In response to a Reuters comment request, the Kremlin said:


“There were no recommendations from the Kremlin to the media. There are a lot of myths and fakes circulating around Prigozhin and Wagner.”

Prigozhin, a 61-year-old ex-convict, has grabbed headlines in recent months after he disclosed following years of denials that he had founded the private military group which is active in Ukraine, Africa and the Middle East.

Bolstered by thousands of convicts, his forces have spearheaded attacks in eastern Ukraine during what Moscow calls its “special military operation” though have taken heavy casualties in the process.

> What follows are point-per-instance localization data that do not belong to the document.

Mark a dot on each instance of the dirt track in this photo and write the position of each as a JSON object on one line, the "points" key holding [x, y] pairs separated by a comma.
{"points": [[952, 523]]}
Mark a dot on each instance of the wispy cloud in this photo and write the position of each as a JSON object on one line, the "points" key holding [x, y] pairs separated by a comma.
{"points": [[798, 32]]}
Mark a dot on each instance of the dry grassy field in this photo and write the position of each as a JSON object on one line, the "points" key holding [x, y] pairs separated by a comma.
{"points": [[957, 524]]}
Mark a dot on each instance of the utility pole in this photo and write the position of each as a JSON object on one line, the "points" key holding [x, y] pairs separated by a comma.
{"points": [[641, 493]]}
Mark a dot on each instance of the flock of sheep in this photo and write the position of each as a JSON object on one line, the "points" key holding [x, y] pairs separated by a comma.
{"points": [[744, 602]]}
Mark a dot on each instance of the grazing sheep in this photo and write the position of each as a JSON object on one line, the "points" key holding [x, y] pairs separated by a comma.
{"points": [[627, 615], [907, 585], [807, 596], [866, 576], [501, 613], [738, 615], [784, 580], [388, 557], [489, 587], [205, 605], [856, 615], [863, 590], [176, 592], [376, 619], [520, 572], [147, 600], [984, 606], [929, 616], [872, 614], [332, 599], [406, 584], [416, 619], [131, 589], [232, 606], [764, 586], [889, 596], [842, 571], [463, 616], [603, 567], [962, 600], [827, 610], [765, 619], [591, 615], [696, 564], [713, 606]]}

Prigozhin has publicly criticized the defense ministry over its own tactics amid signs that the Kremlin is moving to curb what it sees as his excessive political clout.

On Saturday, Grey Zone, a social media channel associated with Wagner, published what looked like a leaked guidance document for state media from the Kremlin.

It advised recipients to stop mentioning Prigozhin or Wagner and suggested generic phrases to describe his forces instead, which some state media regularly use.

Former Kremlin adviser Sergei Markov told Reuters he had been requested not to promote the mercenary leader.

“They underlined that 'we don't ban you but it's better not to do it',” he said, declining to identify who “they” were.

Prigozhin said last week he had been stripped of the right to recruit convicts from prisons - a key pillar of his nascent influence and one which has helped his forces make small but steady gains in Ukraine.

Prigozhin complained on Wednesday, saying the prison recruitment system had been working well and that the number of Wagner units would now inevitably shrink and his group would not be able to do everything it wanted.

Markov said he believed President Vladimir Putin had told Prigozhin to halt public criticism of the army's top brass at a St Petersburg meeting around Jan. 14.

Prigozhin has moderated his criticism since, so far avoiding personal attacks while still complaining about what he calls excessive military bureaucracy.

When asked to confirm that Putin had asked Prigozhin to halt his public criticism during the St Petersburg meeting, the Kremlin left the question unanswered.